In the next turn, the model converts the text output into a structured response. If you want to aggregate scores or use them programmatically, you want to avoid parsing unstructured text. Here the `SummaryRating` schema is passed, so the model converts the chat history into an instance of the `SummaryRating` enum.

### Pointwise Evaluation

The technique used above, where you evaluate a single input/output pair against some criteria, is known as **pointwise evaluation**. This is useful for evaluating singular outputs in an absolute sense, such as "was it good or bad?"

In this exercise, you'll try different guidance prompts with a set of questions:

In [None]:
import functools

# Try these instructions, or edit and add your own
terse_guidance = "Answer the following question in a single sentence, or as close to that as possible."
moderate_guidance = "Provide a brief answer to the following question, use a citation if necessary, but only enough to answer the question."
cited_guidance = "Provide a thorough, detailed answer to the following question, citing the document and supplying additional background information as much as possible."

guidance_options = {
    'Terse': terse_guidance,
    'Moderate': moderate_guidance,
    'Cited': cited_guidance,
}

questions = [
    "How does the model perform on code tasks?",
    "How many layers does it have?",
]

@functools.cache
def answer_question(question: str, guidance: str = '') -> str:
    """Generate an answer to the question using the uploaded document and guidance."""
    config = types.GenerateContentConfig(
        temperature=0.0,
        system_instruction=guidance,
    )
    response = client.models.generate_content(
        model='gemini-2.5-flash',
        config=config,
        contents=[question, document_file],
    )
    
    return response.text

answer = answer_question(questions[0], terse_guidance)
Markdown(answer)

Now set up a question-answering evaluator:

In [None]:
QA_PROMPT = """\
# Instruction
You are an expert evaluator. Your task is to evaluate the quality 
of the responses generated by AI models.
We will provide you with the user prompt and an AI-generated response.
You should first read the user prompt carefully for analyzing the task, 
and then evaluate the quality of the response based on and rules 
provided in the Evaluation section below.

# Evaluation
## Metric Definition
You will be assessing question answering quality, which measures the overall 
quality of the answer to the question in the user prompt. 
Pay special attention to length constraints, such as in X words or in Y sentences. 
The instruction for performing a question-answering task is provided in the user prompt. 
The response should not contain information that is not present in the context 
(if it is provided).

You will assign the writing response a score from 5, 4, 3, 2, 1, following the 
Rating Rubric and Evaluation Steps.
Give step-by-step explanations for your scoring, and only choose scores from 5, 4, 3, 2, 1.

## Criteria Definition
Instruction following: The response demonstrates a clear understanding of the question 
answering task instructions, satisfying all of the instruction's requirements.
Groundedness: The response contains information included only in the context 
if the context is present in the user prompt. 
The response does not reference any outside information.
Completeness: The response completely answers the question with sufficient detail.
Fluent: The response is well-organized and easy to read.

## Rating Rubric
5: (Very good).

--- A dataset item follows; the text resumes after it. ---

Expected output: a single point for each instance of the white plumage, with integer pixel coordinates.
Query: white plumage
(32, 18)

The answer follows instructions, is grounded, complete, and fluent.
4: (Good). The answer follows instructions, is grounded, complete, but is not very fluent.
3: (Ok). The answer mostly follows instructions, is grounded, answers the question 
partially and is not very fluent.
2: (Bad). The answer does not follow the instructions very well, 
is incomplete or not fully grounded.
1: (Very bad). The answer does not follow the instructions, is wrong and not grounded.

## Evaluation Steps
STEP 1: Assess the response in aspects of instruction following, 
groundedness, completeness, and fluency according to the criteria.
STEP 2: Score based on the rubric.

# User Inputs and AI-generated Response
## User Inputs
### Prompt
{prompt}

## AI-generated Response
{response}
"""

class AnswerRating(enum.Enum):
    VERY_GOOD = '5'
    GOOD = '4'
    OK = '3'
    BAD = '2'
    VERY_BAD = '1'

@functools.cache
def eval_answer(prompt, ai_response, n=1):
    """Evaluate the generated answer against the prompt/question used."""
    chat = client.chats.create(model='gemini-2.5-flash')
    
    # Generate the full text response
    response = chat.send_message(
        message=QA_PROMPT.format(prompt=[prompt, document_file], response=ai_response)
    )
    verbose_eval = response.text
    
    # Coerce into the desired structure
    structured_output_config = types.GenerateContentConfig(
        response_mime_type="text/x.enum",
        response_schema=AnswerRating,
    )
    response = chat.send_message(
        message="Convert the final score.",
        config=structured_output_config,
    )
    structured_eval = response.parsed
    
    return verbose_eval, structured_eval

text_eval, struct_eval = eval_answer(prompt=questions[0], ai_response=answer)
display(Markdown(text_eval))
print(struct_eval)

Now run the evaluation task in a loop. Note that the guidance instruction is hidden from the evaluation agent. If you passed the guidance prompt, the model would score based on whether it followed that guidance, but for this task the goal is to find the best overall result based on the user's question.

In [None]:
import collections

# Number of times to repeat each task to reduce error and calculate an average
NUM_ITERATIONS = 1

scores = collections.defaultdict(int)
responses = collections.defaultdict(list)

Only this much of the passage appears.